Quando terminei, procurei encontrar alguma coisa para dizer no clube. Mas nada me ocorreu. Fiquei parado, sem ideias nenhumas, apesar de ter gostado muito de o ler.
Pensei que é assim que reagimos habitualmente em relação a uma música de que gostamos: não sabemos explicar o que nos fez aderir a ela.
E, de repente, apercebi-me que este livro tem a estrutura de um vídeo musical: pequenos flashes do personagem em movimento, nada sabemos do que antecede nem do que sucede depois, uma melodia que percorre o livro do princípio ao fim.
E pensei: o título, pois claro, um Nocturno!
Portanto, para além da presença tutelar (fortíssima) de Fernando Pessoa na construção da história, será que Tabucchi quis fazer um livro que se aproximasse da forma de uma peça musical ou de um vídeo clip?
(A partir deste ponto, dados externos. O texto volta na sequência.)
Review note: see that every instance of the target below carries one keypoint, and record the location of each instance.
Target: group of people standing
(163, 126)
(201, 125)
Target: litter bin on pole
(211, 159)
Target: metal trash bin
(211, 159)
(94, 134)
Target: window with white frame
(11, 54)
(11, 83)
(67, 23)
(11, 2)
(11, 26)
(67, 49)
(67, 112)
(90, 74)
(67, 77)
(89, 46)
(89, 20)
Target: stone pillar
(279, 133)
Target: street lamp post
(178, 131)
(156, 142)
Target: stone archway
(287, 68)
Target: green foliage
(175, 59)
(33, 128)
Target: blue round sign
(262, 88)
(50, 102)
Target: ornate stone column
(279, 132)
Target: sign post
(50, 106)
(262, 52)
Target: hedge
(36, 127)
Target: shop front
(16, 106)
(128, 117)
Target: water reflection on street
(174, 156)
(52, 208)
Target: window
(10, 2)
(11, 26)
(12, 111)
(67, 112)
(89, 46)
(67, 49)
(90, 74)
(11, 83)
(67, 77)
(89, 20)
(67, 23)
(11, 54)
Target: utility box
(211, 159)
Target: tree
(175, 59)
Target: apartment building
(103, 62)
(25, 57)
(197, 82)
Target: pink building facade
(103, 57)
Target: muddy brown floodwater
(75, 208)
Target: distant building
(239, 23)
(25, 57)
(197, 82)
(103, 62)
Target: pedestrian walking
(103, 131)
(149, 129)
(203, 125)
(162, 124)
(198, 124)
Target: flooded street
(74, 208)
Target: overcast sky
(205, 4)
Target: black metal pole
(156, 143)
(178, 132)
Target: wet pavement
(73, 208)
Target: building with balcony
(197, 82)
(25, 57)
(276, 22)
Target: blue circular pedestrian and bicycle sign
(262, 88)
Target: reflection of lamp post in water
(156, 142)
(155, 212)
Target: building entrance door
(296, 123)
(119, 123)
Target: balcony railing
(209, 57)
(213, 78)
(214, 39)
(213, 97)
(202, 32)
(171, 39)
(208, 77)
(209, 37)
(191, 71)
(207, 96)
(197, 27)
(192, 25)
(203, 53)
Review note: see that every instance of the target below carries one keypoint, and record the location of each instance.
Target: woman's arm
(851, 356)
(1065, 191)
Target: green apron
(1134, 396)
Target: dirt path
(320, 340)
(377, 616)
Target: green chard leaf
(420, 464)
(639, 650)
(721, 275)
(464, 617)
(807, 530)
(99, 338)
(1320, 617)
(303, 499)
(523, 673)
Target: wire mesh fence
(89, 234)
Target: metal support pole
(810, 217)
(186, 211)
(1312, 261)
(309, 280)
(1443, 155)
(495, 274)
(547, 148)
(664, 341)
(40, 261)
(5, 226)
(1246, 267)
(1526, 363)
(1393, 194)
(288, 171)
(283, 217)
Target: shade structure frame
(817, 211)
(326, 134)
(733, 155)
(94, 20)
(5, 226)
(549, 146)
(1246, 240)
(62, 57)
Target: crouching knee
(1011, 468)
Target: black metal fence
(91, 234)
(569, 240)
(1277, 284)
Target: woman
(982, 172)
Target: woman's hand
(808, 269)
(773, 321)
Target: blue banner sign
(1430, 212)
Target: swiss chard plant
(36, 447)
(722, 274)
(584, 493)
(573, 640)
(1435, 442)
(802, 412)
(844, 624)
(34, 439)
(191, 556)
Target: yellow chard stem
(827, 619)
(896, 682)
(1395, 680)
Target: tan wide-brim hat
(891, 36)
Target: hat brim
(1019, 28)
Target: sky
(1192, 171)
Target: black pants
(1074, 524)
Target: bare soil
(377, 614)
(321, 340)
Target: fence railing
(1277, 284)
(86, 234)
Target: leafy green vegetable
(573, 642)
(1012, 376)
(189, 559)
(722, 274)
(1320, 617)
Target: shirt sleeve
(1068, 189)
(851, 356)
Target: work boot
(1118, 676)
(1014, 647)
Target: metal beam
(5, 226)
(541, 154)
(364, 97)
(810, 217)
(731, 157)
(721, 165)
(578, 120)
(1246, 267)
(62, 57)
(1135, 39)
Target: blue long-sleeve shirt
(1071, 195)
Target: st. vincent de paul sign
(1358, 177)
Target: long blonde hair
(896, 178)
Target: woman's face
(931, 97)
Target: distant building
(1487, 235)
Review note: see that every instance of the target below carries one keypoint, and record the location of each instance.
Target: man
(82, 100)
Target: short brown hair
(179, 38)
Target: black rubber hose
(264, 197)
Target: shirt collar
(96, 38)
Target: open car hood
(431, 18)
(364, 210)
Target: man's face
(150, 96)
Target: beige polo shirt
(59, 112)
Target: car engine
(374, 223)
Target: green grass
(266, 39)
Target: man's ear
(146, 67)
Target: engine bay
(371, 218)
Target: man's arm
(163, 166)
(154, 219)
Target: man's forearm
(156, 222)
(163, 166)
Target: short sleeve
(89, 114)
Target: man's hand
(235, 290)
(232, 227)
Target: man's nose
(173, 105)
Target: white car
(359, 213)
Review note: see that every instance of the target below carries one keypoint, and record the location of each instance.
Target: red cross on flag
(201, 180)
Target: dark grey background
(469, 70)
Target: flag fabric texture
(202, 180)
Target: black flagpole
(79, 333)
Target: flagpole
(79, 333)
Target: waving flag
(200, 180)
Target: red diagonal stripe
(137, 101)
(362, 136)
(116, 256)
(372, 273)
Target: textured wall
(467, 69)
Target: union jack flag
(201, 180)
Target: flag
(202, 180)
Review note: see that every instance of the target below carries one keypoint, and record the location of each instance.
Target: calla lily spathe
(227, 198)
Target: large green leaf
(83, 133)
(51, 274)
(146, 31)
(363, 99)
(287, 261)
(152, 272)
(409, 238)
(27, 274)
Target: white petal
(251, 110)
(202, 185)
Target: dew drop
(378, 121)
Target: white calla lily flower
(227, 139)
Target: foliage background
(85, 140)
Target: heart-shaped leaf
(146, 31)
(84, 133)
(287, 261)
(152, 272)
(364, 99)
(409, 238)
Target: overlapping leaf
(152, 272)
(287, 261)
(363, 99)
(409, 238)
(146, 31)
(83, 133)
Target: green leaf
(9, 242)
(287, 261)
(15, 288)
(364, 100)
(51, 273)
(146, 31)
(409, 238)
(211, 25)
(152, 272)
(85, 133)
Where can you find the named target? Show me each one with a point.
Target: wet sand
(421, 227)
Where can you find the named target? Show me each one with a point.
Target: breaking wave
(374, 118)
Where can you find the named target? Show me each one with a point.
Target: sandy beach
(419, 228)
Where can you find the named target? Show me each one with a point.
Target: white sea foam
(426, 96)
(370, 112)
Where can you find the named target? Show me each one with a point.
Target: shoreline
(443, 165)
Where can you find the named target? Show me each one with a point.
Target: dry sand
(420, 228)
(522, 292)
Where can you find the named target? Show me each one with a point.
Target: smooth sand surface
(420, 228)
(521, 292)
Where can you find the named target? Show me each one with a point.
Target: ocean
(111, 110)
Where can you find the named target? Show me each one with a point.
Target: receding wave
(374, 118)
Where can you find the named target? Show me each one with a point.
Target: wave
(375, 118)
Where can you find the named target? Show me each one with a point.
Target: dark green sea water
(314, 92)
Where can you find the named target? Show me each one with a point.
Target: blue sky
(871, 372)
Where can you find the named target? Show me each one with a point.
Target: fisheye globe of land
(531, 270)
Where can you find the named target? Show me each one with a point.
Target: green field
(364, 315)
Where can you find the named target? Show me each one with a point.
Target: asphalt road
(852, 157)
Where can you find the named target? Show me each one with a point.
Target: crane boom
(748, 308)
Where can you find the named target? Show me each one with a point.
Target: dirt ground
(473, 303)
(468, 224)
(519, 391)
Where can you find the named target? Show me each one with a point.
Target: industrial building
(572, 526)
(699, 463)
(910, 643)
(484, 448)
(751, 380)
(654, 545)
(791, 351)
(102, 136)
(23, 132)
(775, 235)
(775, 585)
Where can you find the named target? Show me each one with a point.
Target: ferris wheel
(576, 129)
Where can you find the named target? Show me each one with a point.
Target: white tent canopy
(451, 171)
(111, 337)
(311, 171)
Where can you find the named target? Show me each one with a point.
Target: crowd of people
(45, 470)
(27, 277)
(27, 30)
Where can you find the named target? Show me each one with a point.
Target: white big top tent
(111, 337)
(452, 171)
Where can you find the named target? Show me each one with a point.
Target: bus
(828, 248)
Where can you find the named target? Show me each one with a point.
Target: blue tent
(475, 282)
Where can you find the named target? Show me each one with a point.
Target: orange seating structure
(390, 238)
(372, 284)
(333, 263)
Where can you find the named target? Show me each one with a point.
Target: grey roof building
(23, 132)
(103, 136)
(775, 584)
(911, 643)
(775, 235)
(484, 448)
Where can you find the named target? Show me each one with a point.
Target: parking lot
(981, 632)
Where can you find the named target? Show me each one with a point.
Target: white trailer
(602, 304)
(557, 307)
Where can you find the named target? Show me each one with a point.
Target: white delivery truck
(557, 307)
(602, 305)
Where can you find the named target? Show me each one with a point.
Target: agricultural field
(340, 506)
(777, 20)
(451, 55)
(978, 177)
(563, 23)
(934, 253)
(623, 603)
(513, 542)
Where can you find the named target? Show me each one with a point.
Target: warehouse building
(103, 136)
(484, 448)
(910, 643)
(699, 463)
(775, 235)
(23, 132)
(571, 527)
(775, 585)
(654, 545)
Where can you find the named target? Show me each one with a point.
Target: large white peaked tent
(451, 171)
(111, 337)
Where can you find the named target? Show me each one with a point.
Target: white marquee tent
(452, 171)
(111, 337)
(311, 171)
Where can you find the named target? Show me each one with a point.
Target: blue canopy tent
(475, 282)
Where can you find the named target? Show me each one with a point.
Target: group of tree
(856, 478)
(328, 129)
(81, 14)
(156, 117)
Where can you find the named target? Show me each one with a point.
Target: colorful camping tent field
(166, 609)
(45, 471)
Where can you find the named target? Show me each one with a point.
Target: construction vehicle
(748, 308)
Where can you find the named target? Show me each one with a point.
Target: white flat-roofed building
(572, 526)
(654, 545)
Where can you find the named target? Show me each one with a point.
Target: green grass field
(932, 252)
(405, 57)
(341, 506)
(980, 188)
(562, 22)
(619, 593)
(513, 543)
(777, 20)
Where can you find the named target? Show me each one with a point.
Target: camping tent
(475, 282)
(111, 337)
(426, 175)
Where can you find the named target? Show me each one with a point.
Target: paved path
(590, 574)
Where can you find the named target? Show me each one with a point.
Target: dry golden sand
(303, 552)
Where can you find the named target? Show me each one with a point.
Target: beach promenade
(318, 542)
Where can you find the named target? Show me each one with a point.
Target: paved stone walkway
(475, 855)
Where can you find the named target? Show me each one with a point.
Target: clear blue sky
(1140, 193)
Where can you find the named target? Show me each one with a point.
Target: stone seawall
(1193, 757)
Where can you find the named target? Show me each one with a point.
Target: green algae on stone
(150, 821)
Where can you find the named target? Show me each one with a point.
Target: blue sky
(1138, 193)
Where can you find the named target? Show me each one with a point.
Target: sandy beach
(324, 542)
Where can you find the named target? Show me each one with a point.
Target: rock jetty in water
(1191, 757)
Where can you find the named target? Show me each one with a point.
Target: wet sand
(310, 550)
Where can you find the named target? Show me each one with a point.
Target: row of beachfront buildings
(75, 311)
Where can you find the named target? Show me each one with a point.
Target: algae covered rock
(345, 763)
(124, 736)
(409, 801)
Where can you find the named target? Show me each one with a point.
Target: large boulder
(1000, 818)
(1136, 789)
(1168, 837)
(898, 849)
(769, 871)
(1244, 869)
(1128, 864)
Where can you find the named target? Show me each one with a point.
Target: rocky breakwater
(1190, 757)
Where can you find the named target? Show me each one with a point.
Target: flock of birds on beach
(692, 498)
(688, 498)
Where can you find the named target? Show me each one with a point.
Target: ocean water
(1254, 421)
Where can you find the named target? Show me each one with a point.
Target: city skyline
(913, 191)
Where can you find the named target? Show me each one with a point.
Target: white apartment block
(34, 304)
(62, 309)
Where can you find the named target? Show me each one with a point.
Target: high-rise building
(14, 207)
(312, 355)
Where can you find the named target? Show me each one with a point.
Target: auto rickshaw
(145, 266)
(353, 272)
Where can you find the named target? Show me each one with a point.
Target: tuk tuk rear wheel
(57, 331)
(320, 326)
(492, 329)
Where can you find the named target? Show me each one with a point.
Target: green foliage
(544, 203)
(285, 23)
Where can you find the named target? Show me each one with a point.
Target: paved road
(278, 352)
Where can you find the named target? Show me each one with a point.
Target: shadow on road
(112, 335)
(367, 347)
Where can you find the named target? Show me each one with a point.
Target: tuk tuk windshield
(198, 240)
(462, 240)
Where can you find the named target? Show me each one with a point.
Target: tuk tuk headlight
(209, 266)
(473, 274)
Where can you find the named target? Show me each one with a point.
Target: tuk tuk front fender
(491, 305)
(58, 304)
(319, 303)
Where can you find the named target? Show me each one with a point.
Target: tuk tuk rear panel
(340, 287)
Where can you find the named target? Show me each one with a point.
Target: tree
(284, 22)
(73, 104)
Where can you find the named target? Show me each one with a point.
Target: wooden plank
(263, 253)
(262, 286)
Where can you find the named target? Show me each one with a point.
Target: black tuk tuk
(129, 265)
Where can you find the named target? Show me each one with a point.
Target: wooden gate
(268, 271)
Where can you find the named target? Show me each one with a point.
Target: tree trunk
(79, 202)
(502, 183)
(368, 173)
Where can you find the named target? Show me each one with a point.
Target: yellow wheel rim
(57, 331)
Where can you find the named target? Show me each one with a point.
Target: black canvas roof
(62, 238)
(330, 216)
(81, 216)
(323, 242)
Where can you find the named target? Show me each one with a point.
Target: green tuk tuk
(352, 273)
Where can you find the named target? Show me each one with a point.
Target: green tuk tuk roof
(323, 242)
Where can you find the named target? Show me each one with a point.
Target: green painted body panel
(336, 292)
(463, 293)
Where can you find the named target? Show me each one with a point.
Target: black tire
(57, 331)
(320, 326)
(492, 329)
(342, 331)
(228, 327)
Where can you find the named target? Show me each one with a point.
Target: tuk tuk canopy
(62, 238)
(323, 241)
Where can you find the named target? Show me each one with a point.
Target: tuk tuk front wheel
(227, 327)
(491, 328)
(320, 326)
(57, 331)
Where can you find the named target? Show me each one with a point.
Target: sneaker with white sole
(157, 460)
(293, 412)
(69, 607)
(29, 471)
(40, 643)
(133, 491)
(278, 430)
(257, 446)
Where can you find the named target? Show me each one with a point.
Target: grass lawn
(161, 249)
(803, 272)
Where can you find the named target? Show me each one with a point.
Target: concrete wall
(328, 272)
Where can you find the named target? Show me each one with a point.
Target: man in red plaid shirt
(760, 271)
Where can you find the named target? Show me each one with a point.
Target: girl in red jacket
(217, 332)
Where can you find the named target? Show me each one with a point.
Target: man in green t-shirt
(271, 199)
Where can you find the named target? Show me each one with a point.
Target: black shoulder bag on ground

segunda-feira, março 08, 2010

Violência escolar

Há anos que reitero a minha queixa mais angustiada relativamente ao que este, principalmente este, e outros governos têm feito (ainda recentemente escrevi sobre isto): esvaziando os professores de autoridade, estes ficam incapazes de proteger os mais fracos.

Esta foi uma das razões porque saí, para não ser cúmplice deste e de tantos outros crimes que se institucionalizaram na escola pública portuguesa.